Evaluations are repeated every three years.
“We learn from every survey,” Stark said. “The more you do something, the better you get.”
But in New Mexico, the state government has no legal authority to verify whether hospitals meet specific standards. Any level-of-care requirements, if they exist at all, would be set in contracts between the hospital and Medicaid managed-care organizations hired by the state, according to Jodi McGinnis Porter of the state Human Services Department. Those agreements are secret. Not even the state can access them. “They’re proprietary,” McGinnis Porter said.
For the public, the shortcomings of New Mexico’s system — and the disparity in hospitals’ death rates for extremely preterm infants — are nearly invisible. The state does not analyze or publicly disclose specific hospitals’ outcomes, which could inform parents’ decisions about where to seek care.
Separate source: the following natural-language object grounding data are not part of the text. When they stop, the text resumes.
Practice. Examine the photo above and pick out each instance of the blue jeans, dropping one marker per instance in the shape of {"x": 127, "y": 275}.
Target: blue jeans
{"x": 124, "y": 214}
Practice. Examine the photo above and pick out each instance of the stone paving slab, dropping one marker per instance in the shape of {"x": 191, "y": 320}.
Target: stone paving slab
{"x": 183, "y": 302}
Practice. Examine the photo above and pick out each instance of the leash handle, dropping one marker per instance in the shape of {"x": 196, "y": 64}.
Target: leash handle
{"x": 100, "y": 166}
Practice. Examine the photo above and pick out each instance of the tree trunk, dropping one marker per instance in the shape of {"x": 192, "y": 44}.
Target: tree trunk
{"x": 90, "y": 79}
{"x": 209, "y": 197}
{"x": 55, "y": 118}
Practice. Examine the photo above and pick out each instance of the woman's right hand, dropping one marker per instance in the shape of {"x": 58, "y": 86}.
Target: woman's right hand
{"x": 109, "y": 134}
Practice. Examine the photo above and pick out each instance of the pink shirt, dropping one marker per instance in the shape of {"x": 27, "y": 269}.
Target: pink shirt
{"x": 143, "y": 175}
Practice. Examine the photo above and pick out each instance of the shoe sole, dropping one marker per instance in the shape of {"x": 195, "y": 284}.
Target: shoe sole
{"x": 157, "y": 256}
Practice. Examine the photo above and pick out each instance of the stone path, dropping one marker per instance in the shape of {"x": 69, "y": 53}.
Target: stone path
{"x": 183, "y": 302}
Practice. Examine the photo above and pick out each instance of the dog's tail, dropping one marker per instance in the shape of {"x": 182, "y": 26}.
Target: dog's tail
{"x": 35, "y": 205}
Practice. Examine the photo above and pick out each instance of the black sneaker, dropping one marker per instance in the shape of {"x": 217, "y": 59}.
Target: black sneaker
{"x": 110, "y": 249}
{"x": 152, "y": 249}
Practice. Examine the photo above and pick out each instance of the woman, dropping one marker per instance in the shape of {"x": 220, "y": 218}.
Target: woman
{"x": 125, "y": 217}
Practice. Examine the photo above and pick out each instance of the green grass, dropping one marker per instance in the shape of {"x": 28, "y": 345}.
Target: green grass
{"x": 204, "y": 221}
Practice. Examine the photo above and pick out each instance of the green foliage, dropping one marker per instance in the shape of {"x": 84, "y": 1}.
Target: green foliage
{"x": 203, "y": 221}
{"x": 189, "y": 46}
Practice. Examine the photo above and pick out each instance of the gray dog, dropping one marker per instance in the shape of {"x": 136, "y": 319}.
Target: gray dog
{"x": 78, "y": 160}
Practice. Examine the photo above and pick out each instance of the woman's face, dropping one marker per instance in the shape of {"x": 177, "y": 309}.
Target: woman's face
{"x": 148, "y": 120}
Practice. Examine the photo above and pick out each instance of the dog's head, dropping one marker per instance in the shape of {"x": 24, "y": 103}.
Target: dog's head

Parents facing the birth of an extremely premature baby “literally have no way to tell or to compare” if their baby might do better at another hospital, said a Lovelace clinician who asked not to be named for fear of retribution. Making hospitals’ newborn outcomes public could force them to identify the causes of problems and address them, the clinician said. “Hospital transparency could save babies’ lives and save New Mexico families in the future from devastating heartbreak.”
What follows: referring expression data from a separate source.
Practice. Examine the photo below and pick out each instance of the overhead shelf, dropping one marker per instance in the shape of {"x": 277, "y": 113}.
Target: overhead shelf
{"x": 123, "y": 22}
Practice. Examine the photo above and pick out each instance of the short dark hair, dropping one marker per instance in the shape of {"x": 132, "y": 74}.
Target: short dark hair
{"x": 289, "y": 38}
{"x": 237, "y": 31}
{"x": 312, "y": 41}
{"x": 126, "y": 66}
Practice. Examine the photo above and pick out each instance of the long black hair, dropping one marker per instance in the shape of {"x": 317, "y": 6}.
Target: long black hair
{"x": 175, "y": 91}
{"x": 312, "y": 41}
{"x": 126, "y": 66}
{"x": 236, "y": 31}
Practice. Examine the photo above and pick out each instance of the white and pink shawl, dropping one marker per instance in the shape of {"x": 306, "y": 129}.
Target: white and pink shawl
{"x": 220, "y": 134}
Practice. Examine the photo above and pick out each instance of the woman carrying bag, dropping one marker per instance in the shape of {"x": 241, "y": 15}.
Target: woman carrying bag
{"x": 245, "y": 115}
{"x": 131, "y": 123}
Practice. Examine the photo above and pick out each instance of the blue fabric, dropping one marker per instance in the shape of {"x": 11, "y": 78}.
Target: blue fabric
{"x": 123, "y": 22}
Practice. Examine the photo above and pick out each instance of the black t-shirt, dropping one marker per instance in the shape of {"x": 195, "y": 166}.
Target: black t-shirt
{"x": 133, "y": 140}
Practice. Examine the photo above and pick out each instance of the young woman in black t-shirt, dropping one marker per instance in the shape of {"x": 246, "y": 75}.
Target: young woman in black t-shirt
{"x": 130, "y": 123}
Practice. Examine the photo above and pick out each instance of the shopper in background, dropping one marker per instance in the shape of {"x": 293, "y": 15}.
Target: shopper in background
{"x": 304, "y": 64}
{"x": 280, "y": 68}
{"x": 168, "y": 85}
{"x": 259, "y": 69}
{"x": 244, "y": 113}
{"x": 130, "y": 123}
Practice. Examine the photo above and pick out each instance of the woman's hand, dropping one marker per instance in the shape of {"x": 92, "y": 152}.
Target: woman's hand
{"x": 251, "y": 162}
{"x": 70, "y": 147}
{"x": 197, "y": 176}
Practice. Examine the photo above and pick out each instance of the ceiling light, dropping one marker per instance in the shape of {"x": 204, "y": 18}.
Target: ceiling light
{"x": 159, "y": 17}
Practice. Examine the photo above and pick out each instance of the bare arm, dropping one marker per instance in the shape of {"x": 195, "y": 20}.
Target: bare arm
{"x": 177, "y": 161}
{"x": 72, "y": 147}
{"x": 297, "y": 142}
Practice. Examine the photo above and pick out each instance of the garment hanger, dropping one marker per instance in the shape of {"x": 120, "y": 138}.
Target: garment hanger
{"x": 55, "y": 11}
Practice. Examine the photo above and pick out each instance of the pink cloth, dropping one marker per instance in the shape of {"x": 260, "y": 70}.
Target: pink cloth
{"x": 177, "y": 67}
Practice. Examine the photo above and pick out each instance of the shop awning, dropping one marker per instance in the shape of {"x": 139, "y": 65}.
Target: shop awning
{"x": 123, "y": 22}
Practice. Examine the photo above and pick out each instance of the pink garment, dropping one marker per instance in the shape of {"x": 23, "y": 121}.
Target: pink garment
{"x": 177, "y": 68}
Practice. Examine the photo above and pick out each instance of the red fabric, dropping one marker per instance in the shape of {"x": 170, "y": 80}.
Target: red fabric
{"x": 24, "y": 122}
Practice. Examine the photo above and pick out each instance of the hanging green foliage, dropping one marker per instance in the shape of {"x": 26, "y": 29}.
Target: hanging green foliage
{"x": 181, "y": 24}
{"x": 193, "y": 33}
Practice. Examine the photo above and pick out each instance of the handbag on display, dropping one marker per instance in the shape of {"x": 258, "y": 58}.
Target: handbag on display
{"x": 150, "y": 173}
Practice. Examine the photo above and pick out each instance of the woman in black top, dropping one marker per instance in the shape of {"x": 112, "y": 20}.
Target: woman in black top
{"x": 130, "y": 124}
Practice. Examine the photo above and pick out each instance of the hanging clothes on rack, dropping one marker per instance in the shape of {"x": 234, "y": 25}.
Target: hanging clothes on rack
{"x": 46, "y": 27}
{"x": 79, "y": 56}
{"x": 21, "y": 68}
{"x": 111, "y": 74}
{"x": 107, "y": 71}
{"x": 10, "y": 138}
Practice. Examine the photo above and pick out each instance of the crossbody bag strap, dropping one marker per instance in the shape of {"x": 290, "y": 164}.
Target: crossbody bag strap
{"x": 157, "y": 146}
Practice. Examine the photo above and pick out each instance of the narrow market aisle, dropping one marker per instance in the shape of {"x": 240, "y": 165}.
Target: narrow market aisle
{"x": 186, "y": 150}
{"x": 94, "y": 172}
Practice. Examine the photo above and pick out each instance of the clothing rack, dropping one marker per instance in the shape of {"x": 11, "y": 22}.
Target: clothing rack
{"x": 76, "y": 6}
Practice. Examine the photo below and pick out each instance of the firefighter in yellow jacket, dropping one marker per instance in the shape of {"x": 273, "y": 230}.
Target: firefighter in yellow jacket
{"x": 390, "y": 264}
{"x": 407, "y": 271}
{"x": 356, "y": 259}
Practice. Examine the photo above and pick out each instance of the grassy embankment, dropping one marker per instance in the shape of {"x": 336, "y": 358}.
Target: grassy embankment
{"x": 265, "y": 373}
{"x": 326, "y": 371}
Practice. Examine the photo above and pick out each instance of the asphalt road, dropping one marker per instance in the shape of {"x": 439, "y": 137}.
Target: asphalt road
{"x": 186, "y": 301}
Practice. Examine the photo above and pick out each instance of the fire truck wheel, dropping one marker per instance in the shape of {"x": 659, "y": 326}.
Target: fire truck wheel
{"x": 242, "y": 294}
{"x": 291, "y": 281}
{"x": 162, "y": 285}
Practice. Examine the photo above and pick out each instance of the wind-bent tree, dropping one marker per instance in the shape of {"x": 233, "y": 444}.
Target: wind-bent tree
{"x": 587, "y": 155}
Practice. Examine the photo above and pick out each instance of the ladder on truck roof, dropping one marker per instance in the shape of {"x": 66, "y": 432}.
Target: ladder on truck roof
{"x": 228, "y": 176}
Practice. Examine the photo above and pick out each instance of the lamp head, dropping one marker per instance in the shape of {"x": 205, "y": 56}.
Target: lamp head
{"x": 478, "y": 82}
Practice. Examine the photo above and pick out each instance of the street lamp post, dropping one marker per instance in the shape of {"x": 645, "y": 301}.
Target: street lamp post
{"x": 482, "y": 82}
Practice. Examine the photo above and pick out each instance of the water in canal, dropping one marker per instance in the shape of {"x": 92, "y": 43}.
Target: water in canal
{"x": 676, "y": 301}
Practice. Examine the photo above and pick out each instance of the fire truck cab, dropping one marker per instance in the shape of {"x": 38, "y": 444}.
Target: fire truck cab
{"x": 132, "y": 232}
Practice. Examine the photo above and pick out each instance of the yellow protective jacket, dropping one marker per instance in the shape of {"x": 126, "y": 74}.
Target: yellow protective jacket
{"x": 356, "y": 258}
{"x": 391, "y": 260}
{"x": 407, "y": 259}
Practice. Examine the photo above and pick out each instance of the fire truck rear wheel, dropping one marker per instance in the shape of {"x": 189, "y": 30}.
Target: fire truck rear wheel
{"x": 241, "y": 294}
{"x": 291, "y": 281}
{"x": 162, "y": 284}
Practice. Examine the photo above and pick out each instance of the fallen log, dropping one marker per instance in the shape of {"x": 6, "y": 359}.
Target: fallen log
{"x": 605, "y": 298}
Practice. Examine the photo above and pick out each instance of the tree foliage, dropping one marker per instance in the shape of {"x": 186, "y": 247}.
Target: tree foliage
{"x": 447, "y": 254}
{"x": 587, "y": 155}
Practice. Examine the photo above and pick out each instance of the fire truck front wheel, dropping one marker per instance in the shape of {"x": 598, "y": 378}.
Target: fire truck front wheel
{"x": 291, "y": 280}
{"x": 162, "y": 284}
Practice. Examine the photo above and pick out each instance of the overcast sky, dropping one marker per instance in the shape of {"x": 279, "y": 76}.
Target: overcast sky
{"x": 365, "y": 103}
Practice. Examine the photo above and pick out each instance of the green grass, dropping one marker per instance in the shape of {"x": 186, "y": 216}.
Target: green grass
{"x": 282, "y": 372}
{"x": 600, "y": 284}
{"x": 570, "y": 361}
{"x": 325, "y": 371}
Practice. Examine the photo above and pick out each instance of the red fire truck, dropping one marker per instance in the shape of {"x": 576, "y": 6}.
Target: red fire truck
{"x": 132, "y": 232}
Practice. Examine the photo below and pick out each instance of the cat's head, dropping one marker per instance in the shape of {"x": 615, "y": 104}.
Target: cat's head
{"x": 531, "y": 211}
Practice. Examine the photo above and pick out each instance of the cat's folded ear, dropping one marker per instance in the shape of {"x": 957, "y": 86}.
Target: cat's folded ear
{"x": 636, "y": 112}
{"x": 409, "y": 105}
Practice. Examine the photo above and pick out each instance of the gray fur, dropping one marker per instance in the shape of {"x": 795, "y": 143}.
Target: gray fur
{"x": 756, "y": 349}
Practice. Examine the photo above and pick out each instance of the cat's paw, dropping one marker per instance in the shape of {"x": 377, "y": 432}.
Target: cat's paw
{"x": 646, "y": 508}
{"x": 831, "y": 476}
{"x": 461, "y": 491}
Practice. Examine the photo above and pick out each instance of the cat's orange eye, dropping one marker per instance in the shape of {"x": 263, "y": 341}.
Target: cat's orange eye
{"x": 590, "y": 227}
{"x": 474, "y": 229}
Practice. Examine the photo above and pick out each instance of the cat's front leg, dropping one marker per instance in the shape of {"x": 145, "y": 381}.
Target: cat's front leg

Lovelace did not respond to questions about lax state oversight and later declined to respond to any comments made by clinicians who had been granted anonymity by New Mexico In Depth and ProPublica.
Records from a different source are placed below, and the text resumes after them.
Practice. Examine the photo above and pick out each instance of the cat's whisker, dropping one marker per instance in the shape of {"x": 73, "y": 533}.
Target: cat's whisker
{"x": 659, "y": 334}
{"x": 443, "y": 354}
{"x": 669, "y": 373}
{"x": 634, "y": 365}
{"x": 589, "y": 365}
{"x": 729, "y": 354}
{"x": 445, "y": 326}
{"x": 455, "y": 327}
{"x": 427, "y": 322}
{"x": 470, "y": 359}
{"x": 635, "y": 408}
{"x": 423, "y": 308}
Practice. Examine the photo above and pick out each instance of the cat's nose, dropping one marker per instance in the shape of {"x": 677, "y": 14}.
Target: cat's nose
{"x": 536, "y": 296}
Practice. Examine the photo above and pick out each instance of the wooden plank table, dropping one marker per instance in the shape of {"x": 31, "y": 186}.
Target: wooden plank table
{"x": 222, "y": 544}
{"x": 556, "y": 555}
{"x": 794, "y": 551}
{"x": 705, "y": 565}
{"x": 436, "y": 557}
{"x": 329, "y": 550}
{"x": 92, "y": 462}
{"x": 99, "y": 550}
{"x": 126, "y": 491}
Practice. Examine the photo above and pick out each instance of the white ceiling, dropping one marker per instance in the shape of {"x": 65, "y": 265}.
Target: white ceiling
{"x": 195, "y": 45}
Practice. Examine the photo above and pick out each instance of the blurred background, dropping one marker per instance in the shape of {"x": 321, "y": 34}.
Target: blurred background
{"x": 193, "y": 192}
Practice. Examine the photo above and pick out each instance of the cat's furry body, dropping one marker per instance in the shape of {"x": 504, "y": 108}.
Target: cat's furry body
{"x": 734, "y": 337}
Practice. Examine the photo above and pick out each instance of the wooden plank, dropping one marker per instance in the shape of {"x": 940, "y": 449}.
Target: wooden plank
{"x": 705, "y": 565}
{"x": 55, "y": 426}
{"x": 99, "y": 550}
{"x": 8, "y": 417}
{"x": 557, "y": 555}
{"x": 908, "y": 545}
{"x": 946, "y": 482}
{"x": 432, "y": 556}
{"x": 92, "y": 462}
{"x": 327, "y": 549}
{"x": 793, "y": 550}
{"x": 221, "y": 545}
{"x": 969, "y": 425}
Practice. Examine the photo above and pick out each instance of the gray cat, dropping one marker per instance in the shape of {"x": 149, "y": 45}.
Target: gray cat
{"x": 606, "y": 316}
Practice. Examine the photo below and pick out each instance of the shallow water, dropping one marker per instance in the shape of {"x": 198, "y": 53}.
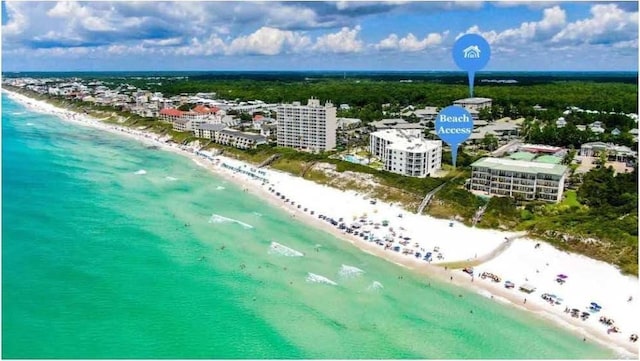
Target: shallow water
{"x": 101, "y": 260}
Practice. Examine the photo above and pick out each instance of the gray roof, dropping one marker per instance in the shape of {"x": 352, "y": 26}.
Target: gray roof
{"x": 250, "y": 136}
{"x": 472, "y": 100}
{"x": 520, "y": 166}
{"x": 210, "y": 126}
New Mexico parents are not the only ones in the dark about how well their local neonatal intensive care hospitals perform. Across the country, expectant parents have no way to assess which maternity hospitals have the best newborn outcomes, neonatal hospital experts and clinicians noted.
“A mom comes into labor at 25 weeks, and at one center you have 21% mortality, and at the other one you have 36% mortality. That information is not provided to the family,” said Perez.
For adult patients, a hospital’s survival or success rates for stroke, heart surgery or cesarean sections are available online. But similar information isn’t available for newborns. No government website compares babies’ outcomes like Medicare’s hospital comparison site does for adults. The Vermont Oxford Network, a hospital research collaborative that tracks infant care, does not publicly disclose hospitals’ NICU statistics. U.S. News & World Report has ranked 50 neonatal hospitals, but not Lovelace or Presbyterian.
There’s a “wall of silence that families and the public face with regard to the quality of care in NICUs,” said Dr. David C. Goodman, a professor at the Dartmouth Institute for Health Policy & Clinical Practice at Dartmouth College. Goodman has studied dozens of U.S. hospitals’ track records in caring for extremely preterm babies.
This dearth of information on neonatal hospital care also slows academic research that could improve outcomes, said Lorch and Goodman. (Lorch’s research team was unable to obtain data on outcomes at New Mexico NICU hospitals, data that researchers can readily obtain in other states, thanks to legal restrictions on the disclosure of the patient-level information.)
Experts said expectant parents should not have to wonder about the quality of newborn care when they choose a maternity hospital.
“It points to the need for greater transparency in health care outcomes, particularly for our most vulnerable populations,” Goodman said. “We can only improve care if it’s measured routinely and shared.”